The development of an anthropometric data tool for use in the conceptual design of domestic products
To design a product that people can use effectively and safely a designer must understand the physical characteristics of humans. Measures of the characteristics of human physical function are defined by anthropometry. Unfortunately some designers carry misconceptions about anthropometry and are sceptical of the benefits of its application to product design. This is confounded by the lack of data on minority groups such as the elderly who are becoming increasingly influential in determining the functional requirements of products. The anthropometric software systems that are presently available to designers have been ineffective in providing designers with appropriate data in a format they can use.
A new methodology is proposed for the presentation and retrieval of anthropometric data for product designers. The methodology uses a novel application of task analysis techniques to establish the anthropometric data that describes the physical demands of users.

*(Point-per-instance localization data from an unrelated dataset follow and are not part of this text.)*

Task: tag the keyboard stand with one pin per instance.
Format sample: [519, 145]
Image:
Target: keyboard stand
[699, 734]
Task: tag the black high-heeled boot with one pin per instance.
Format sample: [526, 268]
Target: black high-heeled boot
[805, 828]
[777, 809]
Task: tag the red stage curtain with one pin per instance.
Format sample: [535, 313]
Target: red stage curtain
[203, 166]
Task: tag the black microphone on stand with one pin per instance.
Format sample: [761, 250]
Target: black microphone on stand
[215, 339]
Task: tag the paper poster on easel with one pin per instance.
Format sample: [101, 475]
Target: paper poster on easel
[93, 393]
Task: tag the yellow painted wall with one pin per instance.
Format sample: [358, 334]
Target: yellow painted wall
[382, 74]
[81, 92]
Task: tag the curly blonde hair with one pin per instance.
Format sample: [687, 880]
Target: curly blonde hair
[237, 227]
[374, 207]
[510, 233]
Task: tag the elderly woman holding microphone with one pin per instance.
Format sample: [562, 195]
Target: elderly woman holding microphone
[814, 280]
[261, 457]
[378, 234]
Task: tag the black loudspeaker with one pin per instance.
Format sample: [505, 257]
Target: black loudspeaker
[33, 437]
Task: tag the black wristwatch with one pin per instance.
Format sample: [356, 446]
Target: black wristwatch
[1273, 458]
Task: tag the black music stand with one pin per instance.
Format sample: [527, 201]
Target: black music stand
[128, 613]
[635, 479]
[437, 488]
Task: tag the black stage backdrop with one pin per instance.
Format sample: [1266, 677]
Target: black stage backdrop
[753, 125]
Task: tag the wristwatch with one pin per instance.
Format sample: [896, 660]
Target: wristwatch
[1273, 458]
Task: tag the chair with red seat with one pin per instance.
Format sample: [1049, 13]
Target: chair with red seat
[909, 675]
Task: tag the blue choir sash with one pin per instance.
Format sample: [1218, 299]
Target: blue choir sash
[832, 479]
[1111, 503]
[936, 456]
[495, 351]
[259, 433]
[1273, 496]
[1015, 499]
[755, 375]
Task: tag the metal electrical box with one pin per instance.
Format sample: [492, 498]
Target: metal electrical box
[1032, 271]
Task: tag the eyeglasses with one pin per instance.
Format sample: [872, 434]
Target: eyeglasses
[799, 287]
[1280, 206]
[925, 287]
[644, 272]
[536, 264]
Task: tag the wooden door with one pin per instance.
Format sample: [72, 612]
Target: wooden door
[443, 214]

The methodology defines the interaction between the product and the users in performing a task by breaking it down into its distinct actions. Then the physical demands of an action are defined using generic descriptors. These selections and the users' parameters are used to select the related anthropometric data. The parameters of the environment that interact with the product are then used to express the anthropometric data in terms of the functional limits of the product. This enables the selection of appropriate anthropometric data to describe the physical demands of the users and presents the data in a format that can be effectively applied in the product development process.
The methodology was validated using a two stage analysis. In the first stage a sample of designers assessed the qualitative and quantitative performance of the usability of the implementation of the method. In the second stage the effectiveness of the methodology was assessed by performing a comparative analysis with an existing system.